Eyles continued to serve with Warren, with his next posting as captain of Warren's new flagship, the 74-gun . Eyles was aboard her until November 1800. He then returned after a period of absence to resume command of Temeraire on 31 August 1801. Rear-Admiral Whitshed had struck his flag by now, and in his place Temeraire became the flagship of Rear-Admiral George Campbell. By this time the Second Coalition against France had collapsed, and negotiations for peace were underway at Amiens. Lord St Vincent had been promoted to First Lord of the Admiralty, and command of the Channel Fleet passed to Admiral Sir William Cornwallis. Anticipating the imminent end of the war, Temeraire was taken off blockade duty and sent to Bantry Bay to await the arrival of a convoy, which she would then escort to the West Indies. Many of the crew had been serving continuously in the navy since the start of the French Revolutionary Wars in 1793, and had looked forward to returning to England now that peace seemed imminent. On hearing rumours that instead they were to be sent to the West Indies, a group of around a dozen men began to agitate for the rest of the crew to refuse orders to sail for anywhere but England.

===Mutiny===
The first open clash between the mutineers and officers came on the morning of 3 December, when a small group of sailors gathered on the forecastle and refusing orders to leave, began to argue with the officers. Captain Eyles asked to know their demands, which were an assurance that Temeraire would not go to the West Indies, but instead would return to England. Eventually Rear-Admiral Campbell came down to speak to the men, and having informed them that the officers did not know the destination of the ship, he ordered them to disperse. The men went below decks and the incipient mutiny appeared to have been quashed. Trouble flared up again when the mutineers, believing they would be supported by the majority of the crew, again made their refusal to sail to the West Indies known, and began to agitate against the officers. Campbell met with Vice-Admiral Sir Andrew Mitchell the following day and after a period of tensions and standoffs between the officers and the crew, the mutiny collapsed when the marines obeyed orders to arrest the ringleaders.
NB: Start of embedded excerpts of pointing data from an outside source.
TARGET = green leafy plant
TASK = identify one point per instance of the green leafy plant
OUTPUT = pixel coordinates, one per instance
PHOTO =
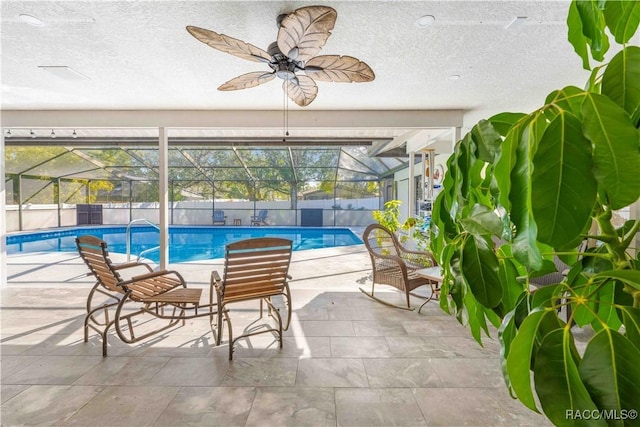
(523, 190)
(412, 227)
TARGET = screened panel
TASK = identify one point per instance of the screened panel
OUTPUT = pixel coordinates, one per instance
(273, 190)
(190, 173)
(110, 192)
(360, 154)
(11, 197)
(214, 157)
(37, 191)
(316, 174)
(235, 190)
(265, 157)
(220, 173)
(268, 174)
(73, 192)
(349, 175)
(110, 157)
(133, 173)
(310, 157)
(148, 157)
(67, 164)
(350, 163)
(21, 159)
(97, 173)
(144, 191)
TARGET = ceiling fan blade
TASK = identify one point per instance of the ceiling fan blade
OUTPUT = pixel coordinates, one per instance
(229, 45)
(248, 80)
(336, 68)
(302, 93)
(303, 32)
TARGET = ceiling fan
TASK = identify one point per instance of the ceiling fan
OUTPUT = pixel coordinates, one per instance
(301, 36)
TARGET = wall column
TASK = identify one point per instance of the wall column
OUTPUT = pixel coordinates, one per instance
(163, 195)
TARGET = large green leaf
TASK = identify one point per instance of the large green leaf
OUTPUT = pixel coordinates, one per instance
(593, 27)
(621, 80)
(563, 186)
(519, 358)
(520, 195)
(576, 36)
(504, 165)
(483, 220)
(558, 381)
(487, 139)
(506, 335)
(622, 18)
(479, 266)
(512, 289)
(616, 153)
(631, 319)
(611, 373)
(583, 306)
(606, 310)
(568, 99)
(502, 122)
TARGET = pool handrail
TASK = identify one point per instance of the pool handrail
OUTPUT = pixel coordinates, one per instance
(128, 237)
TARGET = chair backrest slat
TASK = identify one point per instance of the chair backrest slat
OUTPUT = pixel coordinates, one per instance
(256, 266)
(95, 254)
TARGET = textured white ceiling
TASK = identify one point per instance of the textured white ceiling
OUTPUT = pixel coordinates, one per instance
(138, 55)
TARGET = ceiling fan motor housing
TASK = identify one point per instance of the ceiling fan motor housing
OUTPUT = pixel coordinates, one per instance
(284, 67)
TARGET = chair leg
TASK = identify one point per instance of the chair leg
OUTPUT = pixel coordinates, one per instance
(370, 295)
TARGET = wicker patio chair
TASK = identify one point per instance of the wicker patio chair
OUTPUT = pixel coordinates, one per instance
(254, 269)
(395, 265)
(160, 294)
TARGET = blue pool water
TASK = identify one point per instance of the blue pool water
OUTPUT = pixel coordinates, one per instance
(185, 243)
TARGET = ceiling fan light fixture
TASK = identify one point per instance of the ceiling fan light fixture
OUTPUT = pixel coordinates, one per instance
(425, 21)
(516, 22)
(293, 53)
(31, 20)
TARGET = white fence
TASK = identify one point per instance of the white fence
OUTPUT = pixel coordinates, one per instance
(345, 212)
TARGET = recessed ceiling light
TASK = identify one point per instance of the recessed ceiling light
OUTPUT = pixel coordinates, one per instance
(31, 20)
(425, 21)
(516, 22)
(63, 72)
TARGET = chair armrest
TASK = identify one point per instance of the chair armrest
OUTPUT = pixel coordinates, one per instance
(398, 260)
(412, 255)
(151, 276)
(132, 264)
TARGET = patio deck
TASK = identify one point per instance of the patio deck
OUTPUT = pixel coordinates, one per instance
(346, 361)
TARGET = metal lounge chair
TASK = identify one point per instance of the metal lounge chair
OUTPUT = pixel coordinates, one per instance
(255, 269)
(395, 265)
(160, 294)
(260, 219)
(219, 218)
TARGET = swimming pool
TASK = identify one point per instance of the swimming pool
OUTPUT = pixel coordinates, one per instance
(185, 243)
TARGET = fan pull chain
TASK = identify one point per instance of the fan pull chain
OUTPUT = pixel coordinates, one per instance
(285, 116)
Temeraire was ordered to Spithead and an investigation was carried out, which eventually saw the court-martial and punishment of the mutiny's ringleaders. After deliberations, twelve were sentenced to be hanged, the remaining two were to receive two hundred lashes each. Having carried out the executions, Temeraire was immediately sent to sea, and Eyles sailed for Barbados, arriving there on 24 February, and the ship remained in the West Indies until the summer. During her time there the Treaty of Amiens was finally signed and ratified, and Temeraire was ordered back to Britain. She arrived into Plymouth on 28 September and Eyles paid her off on 5 October.

==Later service==
Eyles does not appear to have had any more commands until early 1809, when he was appointed to command the 74-gun , which he did until early 1812. He was given command of the royal yacht HMY Royal Charlotte in early 1813, and was promoted to rear-admiral on 4 July 1814. He was promoted to the rank of vice-admiral of the white in May 1825. He died at this rank on 29 September 1835, at Loddington Hall, Northamptonshire, at the age of 66, having never hoisted his flag.

==Notes==

a. A number of general histories, including Goodwin's The Ships of Trafalgar and Noel Mostert's The Line on the Wind, state that all 14 were hanged. Willis studied contemporary records and reports of the court-martial for his The Fighting Temeraire, and states only 12 of the 14 were sentenced to be hanged. Roy and Lesley Adkins offer a third account, that twenty mutineers were tried, all were found guilty and eighteen were sentenced to death, the other two were to receive one hundred and twenty lashes each. They note that at least six were hanged and possibly as many as twelve, the remainder may have had their sentences commuted to transportation.